« Ce qui est insupportable, ce n’est pas l’euthanasie, mais la fin de vie »
« Les Mots de la fin », un documentaire réalisé par Agnès Lejeune et Gaëlle Hardy, relate le quotidien des consultations du Dr François Damas, devenu un référent en matière d’euthanasie. Le film sera projeté en avant-première au cinéma Le Parc (Liège), le jeudi 30 mars.
Dr Damas, comment est venue l’idée du documentaire ?

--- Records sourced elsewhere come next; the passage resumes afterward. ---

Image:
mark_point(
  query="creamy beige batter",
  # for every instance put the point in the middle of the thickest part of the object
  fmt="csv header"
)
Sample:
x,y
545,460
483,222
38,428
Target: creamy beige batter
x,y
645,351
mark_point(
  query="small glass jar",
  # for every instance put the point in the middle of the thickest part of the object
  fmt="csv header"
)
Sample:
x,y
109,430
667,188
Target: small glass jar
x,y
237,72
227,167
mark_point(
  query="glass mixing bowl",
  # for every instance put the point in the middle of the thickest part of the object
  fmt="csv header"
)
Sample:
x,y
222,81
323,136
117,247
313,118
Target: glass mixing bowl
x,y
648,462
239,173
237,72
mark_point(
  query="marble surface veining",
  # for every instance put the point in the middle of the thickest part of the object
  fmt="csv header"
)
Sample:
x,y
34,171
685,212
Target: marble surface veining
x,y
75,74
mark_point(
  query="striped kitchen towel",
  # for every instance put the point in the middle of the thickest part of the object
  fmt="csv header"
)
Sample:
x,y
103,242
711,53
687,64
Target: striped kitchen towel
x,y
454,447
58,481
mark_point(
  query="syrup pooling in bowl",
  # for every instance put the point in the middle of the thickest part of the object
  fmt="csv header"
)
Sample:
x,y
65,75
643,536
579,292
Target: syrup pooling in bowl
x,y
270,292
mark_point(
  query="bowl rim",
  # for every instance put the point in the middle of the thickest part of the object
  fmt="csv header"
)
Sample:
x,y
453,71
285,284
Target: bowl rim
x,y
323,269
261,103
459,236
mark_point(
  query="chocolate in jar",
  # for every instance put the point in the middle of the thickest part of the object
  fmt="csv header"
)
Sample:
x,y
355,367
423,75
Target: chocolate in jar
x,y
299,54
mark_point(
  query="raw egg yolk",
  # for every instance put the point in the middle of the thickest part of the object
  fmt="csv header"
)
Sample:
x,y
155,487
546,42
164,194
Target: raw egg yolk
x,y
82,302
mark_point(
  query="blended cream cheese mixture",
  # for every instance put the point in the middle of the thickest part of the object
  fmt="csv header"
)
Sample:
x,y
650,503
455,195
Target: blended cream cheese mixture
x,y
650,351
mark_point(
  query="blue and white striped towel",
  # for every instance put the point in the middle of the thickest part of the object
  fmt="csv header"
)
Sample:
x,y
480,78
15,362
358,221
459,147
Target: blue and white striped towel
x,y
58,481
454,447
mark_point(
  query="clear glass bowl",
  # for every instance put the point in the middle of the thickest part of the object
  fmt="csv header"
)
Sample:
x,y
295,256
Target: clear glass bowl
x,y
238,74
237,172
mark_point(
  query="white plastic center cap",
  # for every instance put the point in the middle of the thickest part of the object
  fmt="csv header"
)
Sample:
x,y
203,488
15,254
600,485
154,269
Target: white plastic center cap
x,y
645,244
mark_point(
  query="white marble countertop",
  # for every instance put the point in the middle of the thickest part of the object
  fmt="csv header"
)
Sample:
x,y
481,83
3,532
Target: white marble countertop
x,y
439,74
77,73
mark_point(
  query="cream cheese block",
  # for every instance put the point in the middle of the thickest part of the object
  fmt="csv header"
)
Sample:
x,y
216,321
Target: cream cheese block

FD : Les réalisatrices ont déjà collaboré par deux fois avec la Citadelle et nous étions donc restés en contact. Alors que se profilent les 20 ans de promulgation de la loi « euthanasie » (le 28 mai 2022), elles se sont demandées si notre approche culturelle de la mort avait changé. Et l’idée a fait son chemin…
Une dizaine de patients ont accepté de se faire filmer. C’était aussi important pour eux ?
FD : La consultation est un véritable enjeu personnel, mais ils savent aussi que cela peut être utile pour autrui. Il ne s’agit pas de « militer » pour la loi, mais plutôt de permettre que le débat sur la fin de vie puisse se faire. Globalement, deux patients sur dix qui viennent me voir sont Français, un pays où la pratique est interdite. Donc, parler de ce qui se fait chez nous peut faire évoluer les mentalités.
Bien que ce film aborde la mort, il est pourtant très vivant !
FD : Et c’est tout à fait normal ! Les longs débats que nous avons, avec les patients et leurs proches, se font dans la « vraie vie ». On cherche à préparer au mieux le moment et que cela reste un souvenir apaisant. Ce qui est insupportable, ce n’est pas l’acte en soi de l’euthanasie, mais bien la fin de vie d’une personne. En ce sens, lorsque nous nous revoyons parfois avec la famille quelques mois après, nous sommes à la fois dans la célébration d’un événement triste et dans la remémoration d’une expérience partagée et souvent positive.
La loi relative à l’euthanasie a 20 ans. Quel regard portez-vous sur le texte ?
FD : Un regard positif. Ce n’est pas du tout un texte « technocratique », mais bien une liste des bonnes pratiques cliniques qui supposent et imposent de nombreuses consultations avec le patient, les proches, le médecin généraliste, des confrères… Si vous avez un doute, vous refuserez de pratiquer l’acte. Tout est « humainement encadré ».
Si vous en aviez la possibilité, vous changeriez quelque chose ?
FD : La déclaration anticipée qui vous permet d’autoriser le recours à l’euthanasie si votre état se dégradait et que vous deveniez inconscient. Pour moi, l’euthanasie reste un acte conscient, volontaire qui relève du malade. Dans un état d’inconscience, il appartient à d’autres de prendre la décision.
Quel est le rôle du médecin généraliste ?
FD : Il est très important ! Certains renvoient des patients chez moi, d’autres vont jusqu’au bout du processus en pratiquant l’euthanasie eux-mêmes. Si certains patients viennent directement à l’hôpital, j’ai rapidement un contact avec leur médecin généraliste qui devient donc un partenaire essentiel de la démarche. L’acte en lui-même peut être traumatisant : il faut créer un profond climat de confiance pour que cela se passe dans les meilleures conditions possibles.